Llovía como nunca sobre el Calderón. El Betis ganaba 1-3. El liderato, que por entonces (décima jornada, noviembre de 1983) no sonaba a quimera en el Atlético, se esfumaba. La escena invitaba a la fuga, sobre todo en las gradas descubiertas. Pero el personal se quedó. Arteche había tocado la corneta. Marcó Votava, el cielo no dejaba de descargar, el reloj corría. Y como siempre en las mal dadas, Arteche abandonó el área propia y llevó hacia la contraria y a la carrera su ambición racial. Le dio igual quedarse rodeado de rivales. Ya no se movió de allí hasta que revolcó el marcador. Minuto 86. Salto por las bravas y gol de cabeza. Al caer, la pierna le dio un aviso inequívoco de dolor. No importa, el trabajo no había concluido. Minuto 90. Otro salto imposible, otro cabezazo letal, otro gol. 4-3. El delirio sobre el Manzanares. El primer puesto a salvo. La rodilla crujió, ya rota. Una camilla sacó a Arteche del área. Estaba feliz. Se volvió inolvidable.

Arteche se ha ido, víctima de un cáncer extendido del que no dejó de defenderse como buen central durante los dos últimos años. Falleció ayer en Madrid a los 53. Pero su recuerdo permanecerá en el santoral colchonero. Por sus goles en la épica velada del Betis y por otras muchas tardes de coraje, rebeldía y ambición. Custodió las rayas rojiblancas con lealtad extrema dentro y fuera del campo, primero como jugador en activo y luego como militante emocional. Arteche llegó de fuera en 1978, de Santander y del Racing, pero se inyectó el Atlético en vena desde el primer día. Tanto que con él se muere un trozo del escudo.

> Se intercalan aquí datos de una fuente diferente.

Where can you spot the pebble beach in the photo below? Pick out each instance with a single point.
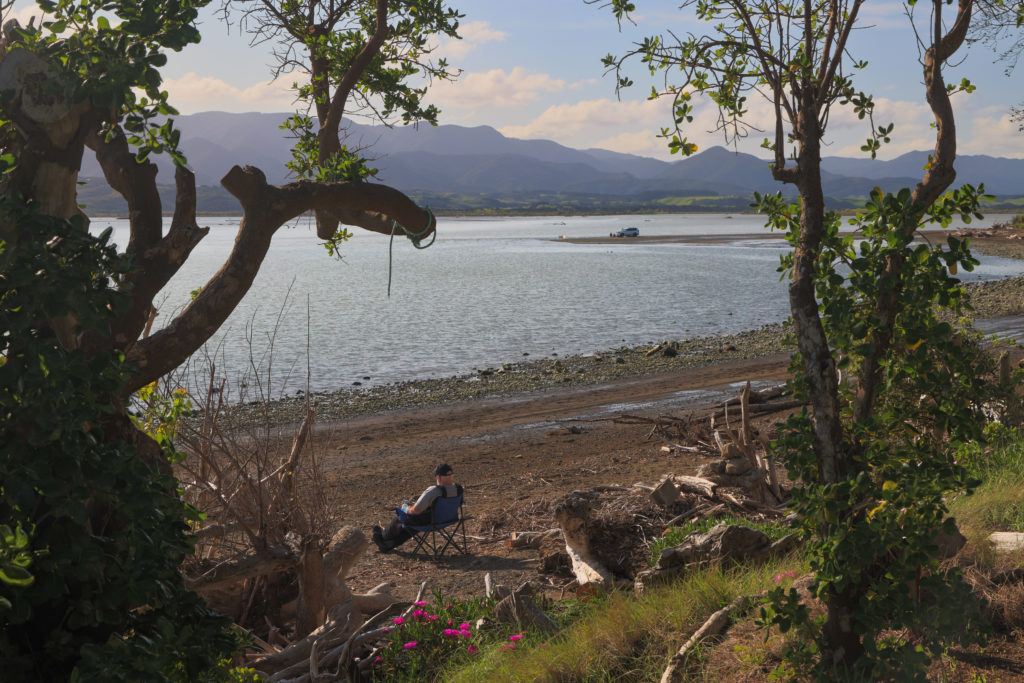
(990, 299)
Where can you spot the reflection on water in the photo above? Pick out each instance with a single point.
(488, 291)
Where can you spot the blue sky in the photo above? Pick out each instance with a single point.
(531, 70)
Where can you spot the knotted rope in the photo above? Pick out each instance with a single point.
(414, 237)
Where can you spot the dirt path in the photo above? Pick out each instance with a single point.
(515, 454)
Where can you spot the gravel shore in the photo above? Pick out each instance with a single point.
(992, 299)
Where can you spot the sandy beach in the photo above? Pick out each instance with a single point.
(521, 435)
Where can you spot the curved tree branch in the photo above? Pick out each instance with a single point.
(265, 209)
(157, 256)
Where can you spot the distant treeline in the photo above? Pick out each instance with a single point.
(99, 199)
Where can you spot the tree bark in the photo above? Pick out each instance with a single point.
(265, 209)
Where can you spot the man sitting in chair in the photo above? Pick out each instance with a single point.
(417, 514)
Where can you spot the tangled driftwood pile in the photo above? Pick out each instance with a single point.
(602, 537)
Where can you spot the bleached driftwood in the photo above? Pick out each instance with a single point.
(532, 539)
(572, 514)
(715, 625)
(698, 485)
(342, 620)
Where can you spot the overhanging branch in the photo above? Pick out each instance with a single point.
(265, 209)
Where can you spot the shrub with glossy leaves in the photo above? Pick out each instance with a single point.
(99, 532)
(871, 536)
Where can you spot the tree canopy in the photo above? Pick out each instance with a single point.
(875, 461)
(91, 530)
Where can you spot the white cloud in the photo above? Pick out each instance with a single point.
(495, 88)
(604, 115)
(644, 143)
(991, 132)
(193, 92)
(474, 34)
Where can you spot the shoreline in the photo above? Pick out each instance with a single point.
(992, 299)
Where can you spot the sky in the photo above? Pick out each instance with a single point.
(531, 69)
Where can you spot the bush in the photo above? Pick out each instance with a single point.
(97, 534)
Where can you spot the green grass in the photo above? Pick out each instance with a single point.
(997, 505)
(676, 535)
(621, 637)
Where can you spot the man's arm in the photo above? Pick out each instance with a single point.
(425, 501)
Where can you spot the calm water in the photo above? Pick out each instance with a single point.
(488, 291)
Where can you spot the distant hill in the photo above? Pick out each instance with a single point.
(471, 168)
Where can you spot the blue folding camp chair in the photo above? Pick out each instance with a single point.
(446, 524)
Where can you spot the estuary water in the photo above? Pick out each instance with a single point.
(488, 291)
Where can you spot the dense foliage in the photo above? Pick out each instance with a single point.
(101, 534)
(893, 389)
(873, 534)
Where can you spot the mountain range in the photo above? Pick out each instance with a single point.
(473, 168)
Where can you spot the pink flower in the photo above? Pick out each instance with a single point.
(785, 574)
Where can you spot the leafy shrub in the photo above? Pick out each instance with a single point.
(871, 527)
(103, 530)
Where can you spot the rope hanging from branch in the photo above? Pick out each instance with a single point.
(414, 237)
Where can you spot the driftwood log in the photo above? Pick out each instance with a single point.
(573, 515)
(715, 625)
(532, 539)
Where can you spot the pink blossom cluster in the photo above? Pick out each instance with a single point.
(785, 574)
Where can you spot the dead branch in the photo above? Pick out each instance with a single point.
(715, 625)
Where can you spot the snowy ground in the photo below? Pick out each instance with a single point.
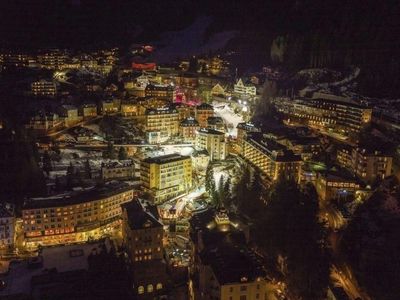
(231, 119)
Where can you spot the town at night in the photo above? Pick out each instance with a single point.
(199, 150)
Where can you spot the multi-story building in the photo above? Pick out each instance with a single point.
(118, 170)
(242, 130)
(242, 89)
(52, 59)
(223, 266)
(165, 92)
(7, 228)
(166, 177)
(70, 115)
(108, 107)
(271, 158)
(44, 88)
(75, 217)
(332, 185)
(88, 110)
(371, 166)
(344, 117)
(203, 112)
(45, 122)
(216, 123)
(143, 234)
(188, 128)
(164, 120)
(213, 141)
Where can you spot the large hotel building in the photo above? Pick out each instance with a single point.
(165, 177)
(74, 218)
(271, 158)
(345, 117)
(164, 120)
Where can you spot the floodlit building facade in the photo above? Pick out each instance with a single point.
(271, 158)
(166, 177)
(188, 128)
(164, 120)
(203, 112)
(44, 88)
(242, 89)
(74, 218)
(213, 141)
(143, 235)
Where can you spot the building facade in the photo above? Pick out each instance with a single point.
(213, 141)
(272, 159)
(44, 88)
(164, 120)
(203, 112)
(188, 129)
(143, 237)
(74, 218)
(166, 177)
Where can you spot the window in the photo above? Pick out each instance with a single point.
(140, 289)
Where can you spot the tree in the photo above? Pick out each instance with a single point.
(291, 223)
(47, 165)
(122, 155)
(88, 169)
(70, 176)
(110, 151)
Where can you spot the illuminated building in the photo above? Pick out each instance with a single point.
(143, 235)
(223, 266)
(271, 158)
(166, 177)
(45, 122)
(108, 107)
(213, 141)
(332, 185)
(242, 89)
(203, 112)
(242, 130)
(164, 120)
(7, 228)
(9, 59)
(118, 170)
(88, 110)
(130, 108)
(76, 217)
(344, 117)
(188, 128)
(44, 88)
(368, 165)
(70, 115)
(216, 123)
(52, 59)
(218, 91)
(164, 92)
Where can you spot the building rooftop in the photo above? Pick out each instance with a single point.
(165, 159)
(211, 131)
(205, 106)
(215, 120)
(87, 195)
(233, 263)
(140, 216)
(161, 110)
(190, 121)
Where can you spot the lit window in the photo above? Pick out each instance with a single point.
(140, 289)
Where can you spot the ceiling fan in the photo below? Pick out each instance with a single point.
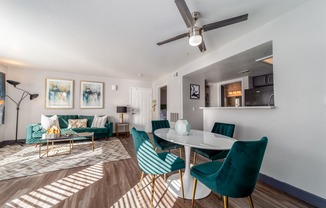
(195, 32)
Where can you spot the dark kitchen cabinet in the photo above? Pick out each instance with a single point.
(261, 96)
(264, 80)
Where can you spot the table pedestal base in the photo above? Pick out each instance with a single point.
(174, 186)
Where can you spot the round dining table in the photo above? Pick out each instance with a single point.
(198, 139)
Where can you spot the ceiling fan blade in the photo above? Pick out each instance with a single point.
(202, 47)
(225, 22)
(185, 13)
(173, 39)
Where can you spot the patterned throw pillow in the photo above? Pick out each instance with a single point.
(99, 122)
(48, 122)
(77, 123)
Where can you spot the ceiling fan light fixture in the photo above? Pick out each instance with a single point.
(195, 38)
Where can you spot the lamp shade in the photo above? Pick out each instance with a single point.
(121, 109)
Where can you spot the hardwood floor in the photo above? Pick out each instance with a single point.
(115, 184)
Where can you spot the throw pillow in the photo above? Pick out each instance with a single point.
(48, 122)
(99, 121)
(77, 123)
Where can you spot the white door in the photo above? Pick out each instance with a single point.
(141, 108)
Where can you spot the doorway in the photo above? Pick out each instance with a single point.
(140, 105)
(163, 102)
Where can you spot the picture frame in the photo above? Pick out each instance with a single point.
(194, 91)
(91, 94)
(59, 93)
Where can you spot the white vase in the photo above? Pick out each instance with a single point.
(182, 127)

Llegó como central aparatoso, brusco y limitado, pero creció hasta convertirse en un líbero autoritario, con pasajes de mucha más clase de la que le concedió su caricatura. Cargó con Algarrobo como primer apodo, pero finalmente se impuso Artechenbauer, porque satisfizo por igual a sus fieles (por convicción) y a sus detractores (por ironía). Al lado de Pereira, los tres primeros cursos, aprendió a reinventarse, a recuperar la pelota antes que a despejarla a lo lejos.

Pese a las campañas en su contra, conquistó la selección. Jugador expeditivo y corajudo, cargó con una fama de leñero (la propaganda blanca le definía entonces como el Ingeniero de la luxación) más exagerada que real. Entendió el antimadridismo, sano, como un mandamiento sagrado de una religión, la rojiblanca, que siempre llevó muy dentro. Le tocó vivir una época volcánica en el club (conoció cuatro presidentes: Calderón, Cabeza, Castedo y Gil) y la recorrió siempre con máxima lealtad.

Con Jesús Gil, después de un primer año cariñoso, acabó mal, como todo el que se atrevía a llevarle la contraria. El presidente se inventó una excusa en 1988, que el central vendía zapatillas, y le apartó del equipo hasta que los tribunales un año después dieron la razón al cántabro y zanjaron una indemnización.

Arteche se retiró como jugador, pero no como atlético. Lideró la primera y única oposición convincente que tuvieron los Gil cuando aún era posible. Quizás por eso se le ha visto lejos de los actos oficiales. Del corazón de los atléticos nunca se fue. Nunca se irá.